General Fuel Pressure Diagnostics
Checking fuel pressure is an essential part of fuel injection system troubleshooting. High fuel pressure will make an engine run rich, while low fuel pressure will make an engine run lean or not at all. Fuel pressure readings that are higher than manufacturers specifications are generally caused by a problem in the return line fuel components. Conversely, fuel pressure readings that are lower than manufacturers specifications are generally caused by a problem in the pressure line fuel components. If fuel pressure readings are not within manufacturer's specifications, then refer to a vehicle service manual for step-by-step diagnostic procedures that will pinpoint the faulty component for your specific vehicle.
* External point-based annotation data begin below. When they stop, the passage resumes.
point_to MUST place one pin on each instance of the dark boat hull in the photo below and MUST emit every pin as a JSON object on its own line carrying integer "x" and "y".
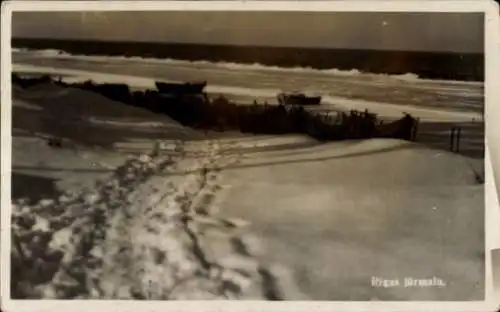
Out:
{"x": 298, "y": 99}
{"x": 180, "y": 88}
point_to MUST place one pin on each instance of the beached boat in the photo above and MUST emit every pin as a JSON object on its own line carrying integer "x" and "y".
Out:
{"x": 298, "y": 99}
{"x": 180, "y": 88}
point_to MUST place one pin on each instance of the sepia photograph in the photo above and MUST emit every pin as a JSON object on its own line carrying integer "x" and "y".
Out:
{"x": 248, "y": 155}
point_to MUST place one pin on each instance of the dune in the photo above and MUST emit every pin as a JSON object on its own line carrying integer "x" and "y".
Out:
{"x": 263, "y": 217}
{"x": 338, "y": 214}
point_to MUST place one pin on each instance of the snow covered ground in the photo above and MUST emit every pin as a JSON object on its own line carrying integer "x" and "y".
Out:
{"x": 234, "y": 216}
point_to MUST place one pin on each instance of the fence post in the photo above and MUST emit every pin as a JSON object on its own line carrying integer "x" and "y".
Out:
{"x": 452, "y": 137}
{"x": 459, "y": 131}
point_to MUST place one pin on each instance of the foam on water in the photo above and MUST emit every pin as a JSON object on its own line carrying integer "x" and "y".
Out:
{"x": 408, "y": 77}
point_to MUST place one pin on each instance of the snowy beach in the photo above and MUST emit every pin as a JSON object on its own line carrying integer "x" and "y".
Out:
{"x": 136, "y": 206}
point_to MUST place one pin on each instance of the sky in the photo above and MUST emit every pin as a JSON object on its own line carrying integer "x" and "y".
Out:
{"x": 455, "y": 32}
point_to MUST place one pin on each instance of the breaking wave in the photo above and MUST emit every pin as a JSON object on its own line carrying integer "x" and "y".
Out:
{"x": 409, "y": 77}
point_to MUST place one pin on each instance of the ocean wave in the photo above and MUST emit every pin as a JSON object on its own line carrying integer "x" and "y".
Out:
{"x": 407, "y": 77}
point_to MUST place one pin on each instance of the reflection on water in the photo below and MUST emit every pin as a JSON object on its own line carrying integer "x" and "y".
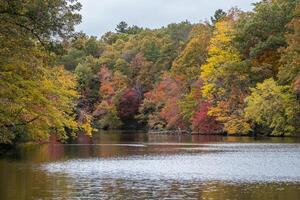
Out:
{"x": 141, "y": 166}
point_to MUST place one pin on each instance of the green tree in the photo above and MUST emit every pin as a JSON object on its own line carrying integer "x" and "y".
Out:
{"x": 36, "y": 100}
{"x": 274, "y": 106}
{"x": 289, "y": 69}
{"x": 226, "y": 79}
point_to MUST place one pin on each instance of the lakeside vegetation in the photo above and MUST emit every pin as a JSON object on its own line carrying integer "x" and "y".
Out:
{"x": 239, "y": 73}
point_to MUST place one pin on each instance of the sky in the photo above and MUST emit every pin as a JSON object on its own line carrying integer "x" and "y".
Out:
{"x": 101, "y": 16}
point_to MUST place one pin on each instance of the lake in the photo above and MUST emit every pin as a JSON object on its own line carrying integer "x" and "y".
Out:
{"x": 116, "y": 165}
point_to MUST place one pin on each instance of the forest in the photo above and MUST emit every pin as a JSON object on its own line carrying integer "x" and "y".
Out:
{"x": 238, "y": 73}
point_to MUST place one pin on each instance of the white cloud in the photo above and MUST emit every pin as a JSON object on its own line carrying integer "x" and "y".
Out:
{"x": 100, "y": 16}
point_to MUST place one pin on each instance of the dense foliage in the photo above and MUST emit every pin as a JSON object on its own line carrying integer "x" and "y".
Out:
{"x": 238, "y": 74}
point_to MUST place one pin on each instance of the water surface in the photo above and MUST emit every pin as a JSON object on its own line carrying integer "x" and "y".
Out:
{"x": 119, "y": 165}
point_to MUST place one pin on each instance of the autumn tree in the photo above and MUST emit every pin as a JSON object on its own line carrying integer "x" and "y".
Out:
{"x": 36, "y": 100}
{"x": 226, "y": 79}
{"x": 275, "y": 107}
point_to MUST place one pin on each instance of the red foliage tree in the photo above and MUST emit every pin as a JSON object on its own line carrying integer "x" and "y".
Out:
{"x": 167, "y": 93}
{"x": 129, "y": 104}
{"x": 202, "y": 122}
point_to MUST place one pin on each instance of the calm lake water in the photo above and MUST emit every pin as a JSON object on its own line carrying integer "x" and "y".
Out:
{"x": 119, "y": 165}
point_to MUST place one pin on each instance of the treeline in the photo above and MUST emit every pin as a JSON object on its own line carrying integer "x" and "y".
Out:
{"x": 37, "y": 97}
{"x": 237, "y": 74}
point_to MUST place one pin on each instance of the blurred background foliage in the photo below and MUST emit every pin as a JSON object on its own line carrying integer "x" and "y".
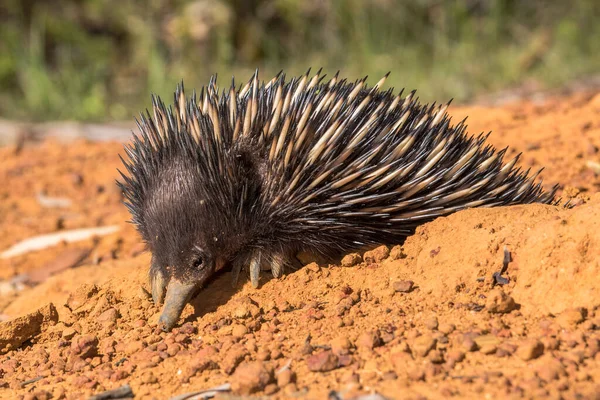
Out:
{"x": 101, "y": 59}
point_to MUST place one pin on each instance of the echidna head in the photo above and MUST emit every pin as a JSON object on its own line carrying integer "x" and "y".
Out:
{"x": 179, "y": 223}
{"x": 185, "y": 212}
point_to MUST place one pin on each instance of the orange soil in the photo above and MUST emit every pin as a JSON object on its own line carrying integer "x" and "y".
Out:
{"x": 348, "y": 329}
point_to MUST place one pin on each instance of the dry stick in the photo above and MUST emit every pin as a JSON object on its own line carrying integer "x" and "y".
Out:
{"x": 118, "y": 393}
{"x": 204, "y": 394}
{"x": 497, "y": 278}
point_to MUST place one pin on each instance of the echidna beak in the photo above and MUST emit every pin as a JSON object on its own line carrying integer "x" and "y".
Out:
{"x": 178, "y": 295}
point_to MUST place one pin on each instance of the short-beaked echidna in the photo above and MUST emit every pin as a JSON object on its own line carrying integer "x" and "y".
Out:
{"x": 250, "y": 176}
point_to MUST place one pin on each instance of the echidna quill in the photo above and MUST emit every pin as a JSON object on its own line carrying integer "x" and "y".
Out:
{"x": 250, "y": 176}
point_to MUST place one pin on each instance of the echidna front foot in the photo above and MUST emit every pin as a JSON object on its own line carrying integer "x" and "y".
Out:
{"x": 258, "y": 262}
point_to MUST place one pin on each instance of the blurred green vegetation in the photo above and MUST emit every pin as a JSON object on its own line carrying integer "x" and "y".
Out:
{"x": 100, "y": 59}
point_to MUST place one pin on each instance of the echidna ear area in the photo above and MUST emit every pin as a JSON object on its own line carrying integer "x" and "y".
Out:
{"x": 338, "y": 154}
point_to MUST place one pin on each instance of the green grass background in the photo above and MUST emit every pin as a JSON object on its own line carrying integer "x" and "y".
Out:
{"x": 101, "y": 59}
Possible causes of high fuel pressure readings are the following:
  • Faulty fuel pressure regulator. 
  • Restrictions in return line. 
  • Faulty fuel line couplings at fuel tank.
Possible causes of low fuel pressure readings are the following:
  • Clogged or restricted fuel filter. 
  • Restriction in pressure line. 
  • Faulty fuel pump. 
  • Faulty fuel pump relay. 
  • Bad fuel pump fuse. 
  • Faulty fuel pump wiring. 
  • Clogged or restricted fuel pump filter. 
  • Faulty fuel pressure regulator. 
  • Leaking fuel injectors. 
  • Faulty fuel line couplings at fuel tank.